Son yıllarda bilim ve teknoloji alanında baş döndürücü gelişmelere, hayatı kolaylaştıran buluşlara rağmen, dünyada huzurun ve sükûnetin sağlanması konusunda pek fazla yol alınamadı.

Son yıllarda bilim ve teknoloji alanında baş döndürücü gelişmelere, hayatı kolaylaştıran buluşlara rağmen, dünyada huzurun ve sükûnetin sağlanması konusunda pek fazla yol alınamadı.

  1. yüzyıl egemen aktörlerinin insanları sadece tüketen bir varlık olarak görmesi, 'tüketerek mutlu olan' insan tipi üretmesine, tüketim alışkanlığı ve kolaylığı sağlamasına sebep oldu.

Lüksün, tüketimin ve zevkin kutsallaştırıldığı; sevgi, saygı, paylaşım, yardımlaşma ve adaletin karşılanmadığı, insanlığın madde meşguliyetinden, mana alemine vakit bulamadığı enteresan zamanlardayız.

Maddeten yükselen toplumun ruh dünyasında alçalmalar, savrulmalar, sancılar yaşanıyor.

Popüler kültürün esiri olmuş, ülkenin gerçeklerinden uzak, yapay gündemlerin tesirinde, gereksiz tartışma ve kamplaşmaların merkezinde karnı tok, sırtı pek, ama ruhu ve gönülleri aç, oldukça kalabalık bir nesil yetişiyor.

Toplumda genel kanaat; kalkınma, gelişme, ilerleme kavramları, genellikle teknolojik gelişmeler ve altyapı yatırımları olarak biliniyor.
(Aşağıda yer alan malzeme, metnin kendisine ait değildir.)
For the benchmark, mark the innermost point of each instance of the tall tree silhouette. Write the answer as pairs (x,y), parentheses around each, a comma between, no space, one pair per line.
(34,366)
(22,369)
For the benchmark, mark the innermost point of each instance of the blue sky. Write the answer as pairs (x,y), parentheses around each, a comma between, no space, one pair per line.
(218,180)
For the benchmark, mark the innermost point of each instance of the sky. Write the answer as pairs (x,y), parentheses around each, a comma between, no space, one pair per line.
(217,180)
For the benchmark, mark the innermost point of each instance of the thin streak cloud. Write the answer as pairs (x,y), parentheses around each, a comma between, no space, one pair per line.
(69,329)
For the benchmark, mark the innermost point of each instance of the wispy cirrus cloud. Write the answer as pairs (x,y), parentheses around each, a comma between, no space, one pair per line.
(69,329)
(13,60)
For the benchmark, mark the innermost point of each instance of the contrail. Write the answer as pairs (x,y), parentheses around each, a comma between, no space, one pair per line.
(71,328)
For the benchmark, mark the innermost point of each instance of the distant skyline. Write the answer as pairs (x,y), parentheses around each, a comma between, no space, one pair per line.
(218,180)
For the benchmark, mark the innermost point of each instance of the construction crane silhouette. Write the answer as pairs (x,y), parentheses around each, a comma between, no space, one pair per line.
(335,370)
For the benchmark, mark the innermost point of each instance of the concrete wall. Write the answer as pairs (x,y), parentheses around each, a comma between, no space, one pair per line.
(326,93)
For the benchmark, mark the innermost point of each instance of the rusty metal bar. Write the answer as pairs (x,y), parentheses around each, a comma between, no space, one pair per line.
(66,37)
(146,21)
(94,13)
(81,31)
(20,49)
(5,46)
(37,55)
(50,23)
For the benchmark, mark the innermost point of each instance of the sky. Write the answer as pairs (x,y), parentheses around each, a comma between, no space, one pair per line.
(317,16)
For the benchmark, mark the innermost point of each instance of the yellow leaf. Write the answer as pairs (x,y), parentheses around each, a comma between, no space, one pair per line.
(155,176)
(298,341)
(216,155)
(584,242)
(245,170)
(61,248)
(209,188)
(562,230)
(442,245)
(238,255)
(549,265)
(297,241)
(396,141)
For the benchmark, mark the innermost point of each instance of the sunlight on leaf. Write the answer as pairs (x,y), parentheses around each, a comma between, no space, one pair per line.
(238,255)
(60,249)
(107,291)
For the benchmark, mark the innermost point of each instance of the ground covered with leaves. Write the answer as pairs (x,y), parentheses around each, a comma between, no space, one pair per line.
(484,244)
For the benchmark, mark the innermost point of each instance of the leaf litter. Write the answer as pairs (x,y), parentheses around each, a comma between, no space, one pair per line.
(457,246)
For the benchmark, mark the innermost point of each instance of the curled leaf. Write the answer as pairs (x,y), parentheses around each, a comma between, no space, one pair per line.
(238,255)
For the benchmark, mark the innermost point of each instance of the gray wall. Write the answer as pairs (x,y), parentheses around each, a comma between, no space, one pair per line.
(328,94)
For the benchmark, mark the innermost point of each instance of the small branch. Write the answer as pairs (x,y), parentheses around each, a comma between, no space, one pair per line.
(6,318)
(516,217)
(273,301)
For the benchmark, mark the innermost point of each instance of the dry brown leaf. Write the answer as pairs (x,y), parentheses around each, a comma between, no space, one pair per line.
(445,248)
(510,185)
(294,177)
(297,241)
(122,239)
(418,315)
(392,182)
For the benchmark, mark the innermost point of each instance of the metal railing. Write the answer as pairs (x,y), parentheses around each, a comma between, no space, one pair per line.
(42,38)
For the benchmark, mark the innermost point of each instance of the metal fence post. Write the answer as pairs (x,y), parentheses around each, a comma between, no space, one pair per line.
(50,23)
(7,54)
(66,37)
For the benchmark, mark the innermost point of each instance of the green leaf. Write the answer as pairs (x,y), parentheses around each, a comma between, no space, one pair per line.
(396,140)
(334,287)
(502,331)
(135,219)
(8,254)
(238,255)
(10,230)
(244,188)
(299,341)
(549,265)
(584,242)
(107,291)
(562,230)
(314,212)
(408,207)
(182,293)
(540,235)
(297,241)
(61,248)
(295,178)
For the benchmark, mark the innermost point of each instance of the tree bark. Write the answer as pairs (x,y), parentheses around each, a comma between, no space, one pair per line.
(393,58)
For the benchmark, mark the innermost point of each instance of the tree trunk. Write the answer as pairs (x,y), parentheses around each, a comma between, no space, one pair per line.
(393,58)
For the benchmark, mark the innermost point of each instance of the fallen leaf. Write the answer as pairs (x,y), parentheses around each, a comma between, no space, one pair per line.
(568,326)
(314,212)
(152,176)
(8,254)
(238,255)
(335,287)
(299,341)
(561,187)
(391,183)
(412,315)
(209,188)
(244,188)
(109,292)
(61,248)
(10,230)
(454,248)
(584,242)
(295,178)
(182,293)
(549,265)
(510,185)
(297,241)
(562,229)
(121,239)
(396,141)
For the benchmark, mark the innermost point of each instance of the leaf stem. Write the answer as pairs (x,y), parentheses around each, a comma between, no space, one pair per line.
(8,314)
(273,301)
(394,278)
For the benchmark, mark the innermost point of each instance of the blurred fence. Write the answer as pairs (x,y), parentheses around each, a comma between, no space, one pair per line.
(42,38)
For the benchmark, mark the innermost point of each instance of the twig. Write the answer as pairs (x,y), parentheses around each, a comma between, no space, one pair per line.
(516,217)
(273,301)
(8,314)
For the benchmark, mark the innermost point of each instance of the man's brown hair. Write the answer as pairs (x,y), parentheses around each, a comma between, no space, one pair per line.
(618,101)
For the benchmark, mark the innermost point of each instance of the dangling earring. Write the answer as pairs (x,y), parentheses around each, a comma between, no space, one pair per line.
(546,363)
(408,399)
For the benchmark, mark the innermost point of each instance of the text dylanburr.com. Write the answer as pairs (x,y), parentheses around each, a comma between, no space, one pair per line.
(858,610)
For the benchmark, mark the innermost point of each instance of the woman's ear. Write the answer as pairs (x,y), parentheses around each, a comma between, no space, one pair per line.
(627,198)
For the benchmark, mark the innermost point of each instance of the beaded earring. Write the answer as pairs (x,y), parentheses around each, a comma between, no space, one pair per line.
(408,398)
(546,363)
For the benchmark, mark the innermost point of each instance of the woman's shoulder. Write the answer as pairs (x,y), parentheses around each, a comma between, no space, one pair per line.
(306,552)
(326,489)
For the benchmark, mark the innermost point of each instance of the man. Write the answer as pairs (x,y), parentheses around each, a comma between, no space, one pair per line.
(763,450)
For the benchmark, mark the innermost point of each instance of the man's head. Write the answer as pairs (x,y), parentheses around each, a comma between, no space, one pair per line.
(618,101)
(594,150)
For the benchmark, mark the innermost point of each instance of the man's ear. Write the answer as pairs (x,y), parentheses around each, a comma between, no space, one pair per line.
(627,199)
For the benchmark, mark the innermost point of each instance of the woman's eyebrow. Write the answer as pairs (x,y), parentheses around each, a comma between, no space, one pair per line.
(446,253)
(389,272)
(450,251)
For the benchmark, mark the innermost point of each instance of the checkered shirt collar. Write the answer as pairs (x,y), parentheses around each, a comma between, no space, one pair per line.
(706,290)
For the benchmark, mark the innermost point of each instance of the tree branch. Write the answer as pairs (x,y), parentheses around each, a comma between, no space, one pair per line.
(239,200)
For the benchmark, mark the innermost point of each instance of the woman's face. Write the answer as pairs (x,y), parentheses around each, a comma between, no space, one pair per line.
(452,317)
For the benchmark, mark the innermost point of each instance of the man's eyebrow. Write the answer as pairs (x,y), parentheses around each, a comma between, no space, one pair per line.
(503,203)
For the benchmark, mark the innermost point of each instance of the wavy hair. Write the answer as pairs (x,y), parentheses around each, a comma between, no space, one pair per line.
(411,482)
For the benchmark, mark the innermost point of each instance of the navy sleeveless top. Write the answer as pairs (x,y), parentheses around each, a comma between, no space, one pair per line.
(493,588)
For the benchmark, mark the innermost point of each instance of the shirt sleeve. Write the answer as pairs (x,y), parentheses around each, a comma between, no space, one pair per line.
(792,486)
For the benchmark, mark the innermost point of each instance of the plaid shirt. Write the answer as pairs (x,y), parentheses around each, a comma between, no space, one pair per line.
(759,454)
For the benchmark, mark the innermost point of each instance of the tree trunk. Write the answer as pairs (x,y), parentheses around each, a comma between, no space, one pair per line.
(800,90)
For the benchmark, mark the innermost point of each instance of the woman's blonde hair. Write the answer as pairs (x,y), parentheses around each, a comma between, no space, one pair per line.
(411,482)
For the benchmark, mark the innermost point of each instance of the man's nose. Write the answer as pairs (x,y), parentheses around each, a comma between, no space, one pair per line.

Dolayısıyla kalkınmanın karşılığı; yollar, köprüler, gösterişli binalar inşa etmek olarak görülüyor.

Katma değer üretmeyen, istihdam oluşturmayan, sadece belirli çevrelere rant sağlayan yatırımlar kalkınma olarak gösterilemez.

Ancak asıl kalkınma, insanın ve toplumun iyi yetiştirilmesi ve geliştirilmesidir. İnsana yapılan yatırım her türlü değerin üzerindedir.

Toplumları ayakta tutan, milleti meydana getiren ortak değerler vardır. Milli ve manevi değerler bir toplumun ortak değerleridir.

İnsani değerlerin ve ortak duyguların erozyona uğradığı bir ortamda refahtan, kalkınmadan bahsetmek mümkün değildir.

Toplumsal huzur, kalkınma ve toplumun refahı için, siyasetin kamplaştırıcı ve kutuplaştırıcı dilinden uzaklaşıp, bütün toplumun aidiyet ve mensubiyet duygularını güçlendirmek gerekir. Her bir bireyin bu milletin mensubu olmaktan gurur duyduğu iklimi oluşturmak gerekir.

Birbirini ötekileştirmeden anlayan, dinleyen, doğru algılayan bireylerden oluşan toplumda sevgi, saygı ve özgüven oluşur. Bu duyguların hakim olduğu bir toplumda huzur ve refah artar, gerçek anlamda kalkınma yaşanır. Toplumun dini, ilmi, iktisadi ve siyasi anlamda yaşadığı bunalımı ve bulanıklığı görmezden gelmek problemi daha da derinleştirecektir.

Bu nedenle millet olarak; kabuktan öze, şekilden içe, algıdan hakikate dönmemiz gerekir.

Türkiye'nin acilen rant-emlak-inşaat ekonomisinden, üretim ekonomisine geçmesi gerekir.

Üretim kültüründen, tüketim kültürüne geçişin engellenmesi gerekir.

Üreten bir Türkiye hedefine kilitlenmek gerekir.

Mevcut siyasi tabloda bu pek de mümkün görünmüyor maalesef.

Bağıran çağıran, algı oluşturan, kendi siyasi ikbali için avuç ovuşturan, rakiplerine çamur atan, hararetli tartışmaların ve ateşli konuşmaların rağbet gördüğü bir mecraya dönüşen siyasette…

Değişim ve dönüşüm yaşanır mı?

Bu anlamda yeni oluşumların tutarlı bir siyasi üslupla doldurmaları gereken büyük bir alanın olduğunu görmek gerekir.

Özellikle, kendisini tanıyan herkesin engin sevgisini kazanmış, siyasi hayatı boyunca, lekesiz, tertemiz kalmış, şaibeye bulaşmamış, sakin üslubu, serinkanlı ve sevecen tavırlarıyla Ali Babacan ve kadrosunun kararlı ve emin adımlarla geleceği konuşuluyor.

Çünkü, siyaset boşluk kabul etmiyor.